Si, comme moi, vous êtes adepte des jeux vidéo mignons qui permettent de façonner son propre univers, vous avez sûrement Pokémon Pokopia dans le collimateur depuis plusieurs mois. Prévu pour le 5 mars 2026, ce jeu de simulation de vie dans l’univers Pokémon poursuit un objectif simple : vous laisser construire un petit paradis paisible… plutôt que d’enchaîner les combats. Pour ce projet ambitieux, The Pokémon Company et Game Freak ont fait appel à l’expertise de Koei Tecmo (Hyrule Warriors), un studio partenaire de longue date.
En clair, une douce parenthèse plus que bienvenue, six ans après la sortie du mythique Animal Crossing: New Horizons. Avec plus de 650 heures passées sur ce dernier, j’avais particulièrement hâte de tester la prochaine nouveauté cozy de Nintendo. Voici notre avis après 1h30 de jeu sur Switch 2.

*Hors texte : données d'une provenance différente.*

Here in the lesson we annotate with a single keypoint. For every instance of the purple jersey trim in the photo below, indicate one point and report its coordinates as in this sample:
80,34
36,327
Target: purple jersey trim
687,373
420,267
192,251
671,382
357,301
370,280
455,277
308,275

Pokopia, un jeu beau, coloré et mignon
Visuellement, comme le laissaient présager les bandes-annonces, Pokopia est joli, fluide et très coloré — un véritable shot de dopamine pour les yeux. Et même si ce n’est pas le critère principal pour ce type de jeu, la fluidité est bien au rendez-vous. On se situe à la croisée entre Minecraft, Animal Crossing et Pokémon : le monde et le terraforming adoptent une construction cubique assumée.
Une fois la première claque visuelle passée, on apprend que l’on incarne un Métamorph (Ditto) transformé en humain, venu s’installer sur l’île. Surprise : il s’agit d’un territoire semi-post-apocalyptique, autrefois peuplé par Pokémon et humains. Un détail qui prête presque à sourire, tant l’endroit paraît mignon pour une île censée avoir été désertée.
Le professeur Bouldeneu vous explique alors que, pour faire revenir les Pokémon (et éventuellement les humains, même si ce n’est pas la priorité), il faudra bâtir un village : construire des maisons, fabriquer des meubles, aménager jardins et champs.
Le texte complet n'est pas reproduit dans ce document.